The Nigerian Association of Chambers of Commerce, Industry, Mining and Agriculture (NACCIMA) lamented that the federal government is still turning to the private sector for debt service funds by raising taxes. NACCIMA said his stance was justified by the recent laws passed by the National Assembly on alcohol and beverage consumption tax and other planned taxes including telecommunications tax for Nigerians and businesses. from the country.
National Chairman of NACCIMA, Ide John Udeagbala revealed this to New Telegraph in a chat, saying Nigeria’s huge debt profile showed that revenues would go to debt service in line with the Fund’s projections. International Monetary Fund (IMF) on the Nigerian economy. Nigeria’s total external debt in March 2022 (Q1) was $40 billion, rising from $38.4 billion in December 2021, with domestic debt also rising from N23.7 trillion to N25 trillion.
Udeagbala said that currently there is no doubt that the national budget is heavily skewed towards recurrent expenditures which are largely not covered by estimated government revenues. With this, the National President of NACCIMA advised all levels of government to consider other sources of funding, such as leveraging public-private partnerships for tax credits spread over time rather than always introducing new taxes on the private sector as short wedges to increase government revenue generation in the country. He said: “Nigeria’s total external debt as of March 2022 stood at $40 billion compared to $38.4 billion in December 2021.
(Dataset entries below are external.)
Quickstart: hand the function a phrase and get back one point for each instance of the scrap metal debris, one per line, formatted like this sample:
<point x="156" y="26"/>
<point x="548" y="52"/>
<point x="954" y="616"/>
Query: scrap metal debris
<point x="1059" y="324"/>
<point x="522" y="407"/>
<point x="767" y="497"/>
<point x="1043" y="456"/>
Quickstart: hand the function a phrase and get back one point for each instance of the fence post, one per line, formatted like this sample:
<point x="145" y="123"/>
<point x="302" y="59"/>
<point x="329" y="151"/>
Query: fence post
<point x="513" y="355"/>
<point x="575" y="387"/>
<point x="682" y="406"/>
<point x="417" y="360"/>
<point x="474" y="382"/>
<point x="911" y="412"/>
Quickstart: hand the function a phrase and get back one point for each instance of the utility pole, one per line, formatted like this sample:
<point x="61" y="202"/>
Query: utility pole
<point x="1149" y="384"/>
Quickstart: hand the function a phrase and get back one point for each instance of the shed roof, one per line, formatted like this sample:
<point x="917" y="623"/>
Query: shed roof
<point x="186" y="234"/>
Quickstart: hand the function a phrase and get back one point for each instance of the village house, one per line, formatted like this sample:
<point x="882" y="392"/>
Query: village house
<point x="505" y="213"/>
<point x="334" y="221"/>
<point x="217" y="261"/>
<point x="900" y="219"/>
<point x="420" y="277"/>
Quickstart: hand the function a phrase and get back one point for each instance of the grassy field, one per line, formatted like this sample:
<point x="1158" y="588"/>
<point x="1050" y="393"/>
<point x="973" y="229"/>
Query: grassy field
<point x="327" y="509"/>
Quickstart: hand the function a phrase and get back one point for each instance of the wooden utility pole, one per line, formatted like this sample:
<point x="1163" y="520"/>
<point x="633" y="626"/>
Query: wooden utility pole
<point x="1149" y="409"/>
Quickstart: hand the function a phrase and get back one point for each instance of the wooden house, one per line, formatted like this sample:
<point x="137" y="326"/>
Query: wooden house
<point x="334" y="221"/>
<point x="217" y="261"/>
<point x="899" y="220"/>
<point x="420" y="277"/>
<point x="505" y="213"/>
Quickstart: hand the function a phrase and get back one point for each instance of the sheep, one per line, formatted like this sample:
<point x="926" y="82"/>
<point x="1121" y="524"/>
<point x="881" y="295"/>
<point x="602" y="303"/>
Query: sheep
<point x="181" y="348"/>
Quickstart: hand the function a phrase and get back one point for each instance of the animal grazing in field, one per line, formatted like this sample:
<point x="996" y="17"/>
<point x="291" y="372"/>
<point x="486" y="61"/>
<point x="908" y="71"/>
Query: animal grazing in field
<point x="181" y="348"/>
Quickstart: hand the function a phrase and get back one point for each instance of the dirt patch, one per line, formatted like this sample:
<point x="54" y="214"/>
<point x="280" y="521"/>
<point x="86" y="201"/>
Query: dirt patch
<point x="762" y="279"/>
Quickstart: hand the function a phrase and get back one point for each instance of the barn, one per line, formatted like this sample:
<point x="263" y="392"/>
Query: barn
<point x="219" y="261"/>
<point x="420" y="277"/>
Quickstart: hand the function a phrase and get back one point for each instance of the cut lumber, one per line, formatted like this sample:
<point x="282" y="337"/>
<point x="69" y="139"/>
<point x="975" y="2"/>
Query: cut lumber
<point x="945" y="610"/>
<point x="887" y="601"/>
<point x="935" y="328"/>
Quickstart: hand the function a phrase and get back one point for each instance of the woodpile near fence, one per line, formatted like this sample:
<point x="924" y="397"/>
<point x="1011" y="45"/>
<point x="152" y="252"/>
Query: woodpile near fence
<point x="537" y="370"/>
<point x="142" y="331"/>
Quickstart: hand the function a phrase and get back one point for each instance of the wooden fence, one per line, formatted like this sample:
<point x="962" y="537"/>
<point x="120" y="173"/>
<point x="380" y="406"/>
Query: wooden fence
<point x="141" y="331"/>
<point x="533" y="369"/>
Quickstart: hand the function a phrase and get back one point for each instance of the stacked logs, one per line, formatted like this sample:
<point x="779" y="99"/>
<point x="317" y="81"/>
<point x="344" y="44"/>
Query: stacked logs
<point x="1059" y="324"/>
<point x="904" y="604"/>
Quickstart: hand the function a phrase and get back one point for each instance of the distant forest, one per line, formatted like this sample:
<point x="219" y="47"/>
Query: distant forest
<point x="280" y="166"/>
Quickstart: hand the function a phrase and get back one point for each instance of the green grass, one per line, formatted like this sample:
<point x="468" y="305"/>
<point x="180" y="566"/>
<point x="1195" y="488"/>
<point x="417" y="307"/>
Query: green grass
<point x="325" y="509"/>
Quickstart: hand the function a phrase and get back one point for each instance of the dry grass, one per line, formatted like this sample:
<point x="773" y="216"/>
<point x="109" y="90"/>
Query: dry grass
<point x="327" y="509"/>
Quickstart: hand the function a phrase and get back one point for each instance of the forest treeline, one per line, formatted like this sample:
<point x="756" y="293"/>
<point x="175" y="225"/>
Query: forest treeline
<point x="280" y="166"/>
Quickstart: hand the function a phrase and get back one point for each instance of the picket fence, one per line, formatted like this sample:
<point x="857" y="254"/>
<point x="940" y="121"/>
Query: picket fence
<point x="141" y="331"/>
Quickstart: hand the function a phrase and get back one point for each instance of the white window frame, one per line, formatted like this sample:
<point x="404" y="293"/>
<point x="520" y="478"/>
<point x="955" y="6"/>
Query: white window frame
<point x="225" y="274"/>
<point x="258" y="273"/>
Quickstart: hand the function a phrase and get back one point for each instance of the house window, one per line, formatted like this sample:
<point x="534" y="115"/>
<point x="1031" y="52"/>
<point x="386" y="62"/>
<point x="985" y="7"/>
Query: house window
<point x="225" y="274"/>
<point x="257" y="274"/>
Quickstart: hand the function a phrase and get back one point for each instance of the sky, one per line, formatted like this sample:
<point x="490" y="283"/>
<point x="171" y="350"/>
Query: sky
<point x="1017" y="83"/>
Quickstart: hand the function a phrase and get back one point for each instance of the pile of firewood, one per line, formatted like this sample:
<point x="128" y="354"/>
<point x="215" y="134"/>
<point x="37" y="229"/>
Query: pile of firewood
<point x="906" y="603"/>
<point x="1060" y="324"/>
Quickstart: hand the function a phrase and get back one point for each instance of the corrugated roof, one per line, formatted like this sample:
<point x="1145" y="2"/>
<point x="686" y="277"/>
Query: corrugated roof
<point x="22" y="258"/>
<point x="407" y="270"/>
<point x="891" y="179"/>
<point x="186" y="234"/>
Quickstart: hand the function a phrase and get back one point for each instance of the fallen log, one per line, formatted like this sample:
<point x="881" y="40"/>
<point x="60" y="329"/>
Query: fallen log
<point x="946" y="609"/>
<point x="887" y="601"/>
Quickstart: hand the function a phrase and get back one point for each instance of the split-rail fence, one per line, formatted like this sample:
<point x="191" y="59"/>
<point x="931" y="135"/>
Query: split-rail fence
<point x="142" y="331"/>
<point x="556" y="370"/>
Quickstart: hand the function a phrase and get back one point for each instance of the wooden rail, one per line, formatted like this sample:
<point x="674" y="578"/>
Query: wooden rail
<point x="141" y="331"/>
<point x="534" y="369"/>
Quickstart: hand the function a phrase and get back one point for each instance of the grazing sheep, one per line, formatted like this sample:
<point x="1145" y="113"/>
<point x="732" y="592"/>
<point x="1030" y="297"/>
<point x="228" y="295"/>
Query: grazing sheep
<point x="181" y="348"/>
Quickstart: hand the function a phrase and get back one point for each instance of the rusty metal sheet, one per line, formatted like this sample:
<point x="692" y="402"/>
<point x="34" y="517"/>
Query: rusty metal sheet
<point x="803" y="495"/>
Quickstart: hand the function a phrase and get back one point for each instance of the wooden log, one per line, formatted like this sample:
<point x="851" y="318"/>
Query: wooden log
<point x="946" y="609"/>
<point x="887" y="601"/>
Domestic debt also rose from 23.7 trillion naira to 25 trillion naira during the same period. “It is now very evident that current levels of debt are unsustainable, as the International Monetary Fund (IMF) projects that by 2026, all of Nigeria’s revenue will go to servicing debt. “As we consider that the national budget is heavily skewed towards recurrent expenditures which are largely not covered by estimated government revenues, we advise all levels of government to consider other sources of funding, such as the mobilization of public-private partnerships for the distribution of tax credits overtime.” Udeagbala added, “The economy cannot function on the basis of increasing the number of taxes borne by the private sector, as we have witnessed by recent laws passed by the National Assembly, and we advocate policies that systematically and systematically increase the tax base in terms of the volume of production or the number of taxpayers.
“This advocacy has begun to bear fruit in collaborations such as the Joint Private Sector Tax Council’s engagement in the implementation of the Single Interstate Road Tax, an initiative that will broaden the government’s tax base without exerting undue pressure on taxpayers.
“We also advise that the executive and the legislature make concerted efforts to reduce the cost of governance to reduce the pressure to run government on the basis of debt.” The NACCIMA helmsman also explained that the private sector is ready to work with the government through public-private partnerships in the accelerated implementation of policies such as the National Skills Qualifications Framework (NSQF), Executive Order 005 on Promoting Nigerian Content in Contracts and Science. , engineering and technology, and the extension of TETFUND to establish vocational training institutes. According to him, such a partnership could involve the establishment of training institutes within factories and industrial workshops belonging to the private sector to provide theoretical and practical training to Nigerians, a project that NACCIMA is ready to undertake with the government. , given its geographical spread. He said: “NACCIMA remains committed to working with government at all levels, other private sector actors to reduce unemployment by providing training and employment opportunities.”